A dictionary mapping variables to their descriptions would be useful for the confirmation process, so let's go ahead and do that.

In [10]:
#Read in variable mapping set
mastdata=pd.read_csv('../doc/COSTAT/mastdata.csv')

#Generate COSTAT variable description map
costat_map=dict(zip(mastdata['Item_Id'],mastdata['Item_Description']))

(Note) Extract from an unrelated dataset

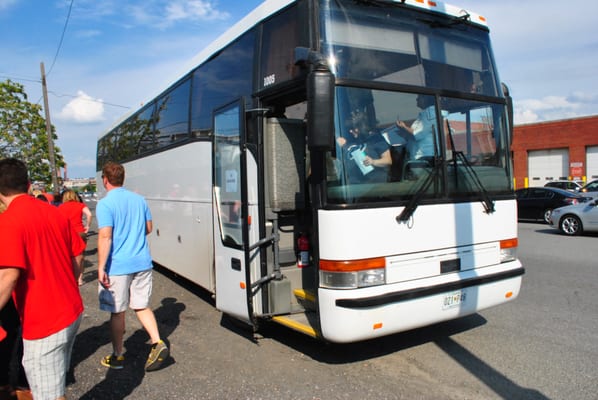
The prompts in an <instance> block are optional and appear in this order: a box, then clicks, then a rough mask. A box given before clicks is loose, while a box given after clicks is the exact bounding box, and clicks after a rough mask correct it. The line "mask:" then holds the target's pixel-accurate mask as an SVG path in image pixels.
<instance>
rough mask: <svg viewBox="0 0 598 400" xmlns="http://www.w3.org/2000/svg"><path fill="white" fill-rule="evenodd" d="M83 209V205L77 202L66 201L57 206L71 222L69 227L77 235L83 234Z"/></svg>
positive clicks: (83, 228)
mask: <svg viewBox="0 0 598 400" xmlns="http://www.w3.org/2000/svg"><path fill="white" fill-rule="evenodd" d="M85 207H86V205H85V204H83V203H79V202H78V201H67V202H66V203H62V204H61V205H59V206H58V210H60V212H62V215H64V216H65V217H67V218H68V220H69V221H71V226H72V227H73V229H74V230H75V232H77V233H81V232H85V227H84V226H83V209H84V208H85Z"/></svg>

The variables identified in the first `KEEP` statement of each file will need to be checked with `costat_map` to confirm their "identity".  We can grab these directly from the files and throw them in a list of unique elements. 

In [11]:
#Define function that converts file lines containing COSTAT variables to a nice list
def read2list(line_list):
    #Capture the lines as one string
    ll='\r\n'.join(line_list).replace('\r\n','')
    #Remove semi-colons
    ll=ll.replace(';','')
    #Convert to list
    ll=[elem for elem in ll.split() if elem != '']
    return ll

#Capture the relevant variable lines from costat02* and convert them into a list
with open('costat02and07.sas') as f:
    costat02_vars=read2list(f.readlines()[15:22])
f.close()

#Capture the relevant variable lines from TEL_UPDATE and convert them into a list
with open('TEL_UPDATE.sas') as f:
    tel_up_vars=read2list(f.readlines()[16:21])[3:] #first three (KEEP,STCOU,AREANAME) are not required for this exercise
f.close()

#Capture the set of unique COSTAT variables
costat_vars=sorted(set(costat02_vars+tel_up_vars))

#For each COSTAT variable
for var in costat_vars:
    #...print the description
    try:
        print var,'|',costat_map[var]
    except:
        print '*** ',sys.exc_info()[0],' ***'

AGE290202D | Resident population under 18 years (July 1 - estimate) 2002
AGE290207D | Resident population under 18 years (July 1 - estimate) 2007
AGE770202D | Resident population 65 years and over (July 1 - estimate) 2002
AGE770207D | Resident population 65 years and over (July 1 - estimate) 2007
BZA110202D | Private nonfarm employment for pay period including March 12, 2002
BZA110207D | Private nonfarm employment for pay period including March 12, 2007
BZN230202D | Private nonfarm employment for pay period including March 12, 2002 - manufacturing (NAICS 31)
BZN230207D | Private nonfarm employment for pay period including March 12, 2007 - manufacturing (2002 NAICS 31)
BZN430202D | Private nonfarm employment for pay period including March 12, 2002 - retail trade (NAICS 44)
BZN430207D | Private nonfarm employment for pay period including March 12, 2007 - retail trade (2002 NAICS 44)
BZN630202D | Private nonfarm employment for pay period including March 12, 2002 - professional, scientific

Now let's do this mapping explicitly.  For each family and concept above, we will explicitly map in a name.  If the name already exists in our SAS files above, we will use it. Otherwise, a new name will be generated.  The explicit mapping will cover our validation objective.  Note that some of these will only be input variables into derived variables we need later.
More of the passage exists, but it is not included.